Professional ratings
Review scores
| Source | Rating |
| Pitchfork Media | Star |

==Track listing==
All tracks are produced by 12Hunna himself, except where noted.

- Samples credits
- "Nobody" samples the instrumentals from Willie Hutch's "Brother's Gonna Work It Out".

| No. | Title | Producer(s) | Length |
|---|---|---|---|
| 1. | "Ain't Just Me" |  | 2:16 |
| 2. | "Oh! Lawd" (featuring Tadoe) |  | 4:28 |
| 3. | "Already" | OhZoneBeats | 2:16 |
| 4. | "Fast N Furious" |  | 1:59 |
| 5. | "Fishin'" | OhZoneBeats; ISOBeats; | 4:25 |
| 6. | "Funny" |  | 3:19 |
| 7. | "Gooey" | OhZoneBeats; ISOBeats; | 1:30 |
| 8. | "Hard" | Chief Keef | 3:40 |
| 9. | "Nobody" (featuring Kanye West) | 12Hunna; Kanye West; | 4:12 |
| 10. | "Pit Stop" |  | 3:13 |
| 11. | "Twelve Bars" |  | 2:19 |
| 12. | "Yeah" |  | 2:23 |
| Total length: |  |  | 36:20 |

===Nobody (single)===

"Nobody" is a song by Chief Keef featuring fellow rapper Kanye West.

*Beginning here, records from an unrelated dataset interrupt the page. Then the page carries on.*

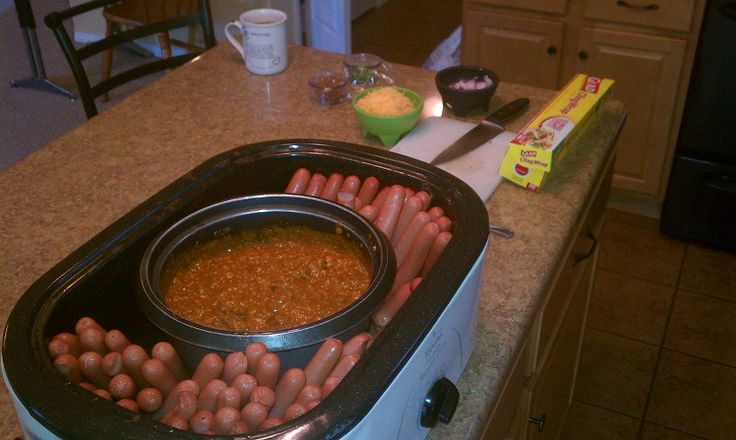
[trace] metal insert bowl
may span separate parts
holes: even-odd
[[[178,249],[196,241],[273,224],[302,225],[333,233],[339,228],[350,240],[357,241],[369,257],[372,279],[368,289],[332,316],[269,332],[233,332],[207,327],[174,314],[164,304],[159,289],[161,271]],[[190,367],[195,367],[206,353],[242,351],[253,342],[263,342],[270,351],[278,352],[282,367],[303,367],[324,340],[332,337],[345,340],[367,328],[371,314],[388,293],[395,274],[396,261],[390,241],[356,212],[315,197],[265,194],[210,205],[159,234],[141,260],[141,290],[137,299],[143,314],[173,338],[180,356]]]

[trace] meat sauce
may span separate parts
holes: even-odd
[[[371,281],[360,244],[344,235],[272,225],[198,242],[162,271],[164,303],[221,330],[298,327],[346,308]]]

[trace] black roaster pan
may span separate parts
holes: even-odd
[[[201,438],[135,415],[66,381],[46,352],[49,339],[73,331],[82,316],[122,330],[150,350],[167,336],[138,309],[141,257],[151,240],[178,219],[234,197],[281,192],[300,167],[339,172],[381,185],[427,191],[432,205],[454,220],[454,239],[416,294],[374,340],[370,350],[320,405],[272,430],[238,438],[339,438],[371,409],[416,350],[480,257],[488,235],[483,202],[464,182],[389,151],[317,140],[245,145],[217,155],[134,208],[39,278],[12,310],[2,355],[8,382],[23,406],[61,438]],[[216,438],[216,437],[213,437]],[[223,438],[227,438],[224,436]]]

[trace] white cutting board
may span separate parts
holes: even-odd
[[[430,162],[475,125],[455,119],[429,117],[420,121],[391,151]],[[483,146],[440,164],[438,168],[463,180],[485,201],[501,182],[498,169],[506,153],[506,146],[514,134],[504,131]]]

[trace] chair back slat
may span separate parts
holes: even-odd
[[[212,26],[212,12],[209,0],[138,1],[144,1],[146,7],[154,7],[154,4],[158,4],[159,6],[156,7],[164,9],[155,11],[155,14],[165,13],[171,18],[130,27],[120,32],[112,33],[112,35],[108,35],[98,41],[81,47],[76,47],[65,22],[80,14],[94,11],[96,9],[102,11],[102,8],[106,6],[120,7],[121,0],[92,0],[63,11],[52,12],[45,17],[46,25],[53,31],[54,36],[59,42],[59,45],[64,52],[64,56],[72,70],[74,80],[79,88],[79,96],[84,105],[87,118],[91,118],[98,113],[97,104],[95,102],[96,98],[106,95],[111,90],[130,81],[156,72],[181,66],[201,54],[204,50],[215,45],[214,29]],[[153,11],[151,16],[153,16]],[[89,72],[87,72],[85,63],[83,63],[84,60],[89,59],[93,55],[113,50],[123,44],[131,43],[142,37],[160,35],[161,33],[168,33],[174,29],[188,27],[198,27],[201,30],[204,47],[201,49],[193,49],[190,45],[187,45],[187,53],[146,62],[142,65],[116,73],[110,78],[104,79],[97,84],[91,84]]]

It was released on December 15, 2014, as the lead single and title track from the album.

====Composition====
"Nobody" prominently samples Willie Hutch's 1973 track "Brother's Gonna Work It Out", which was also sampled by Chance the Rapper at an earlier date on his 2013 mixtape Acid Rap. West's feature makes heavy usage of auto-tune, which is mixed with his emotions.

====Release====
On August 18, 2014, Keef shared a snippet of the track via Instagram. The artwork for it was officially released by him on September 2. It was announced on November 22, 2014, that the song was set to be released on December 2 and would be included on Keef's album of the same title, which shut down any speculation that "Nobody" was set to be a track on Bang 3. However, the track was released at a later date then originally planned, since it came out on December 15, 2014.

====Critical reception====
Vibe had praise for both artists on the collaboration, describing it as them trading: 'auto-tuned melodies reflective how they both turned somethin’ into nothin’'. However, Pitchfork had praise for only Keef's work throughout the song, describing it as being him: 'at his rawest and most honest'.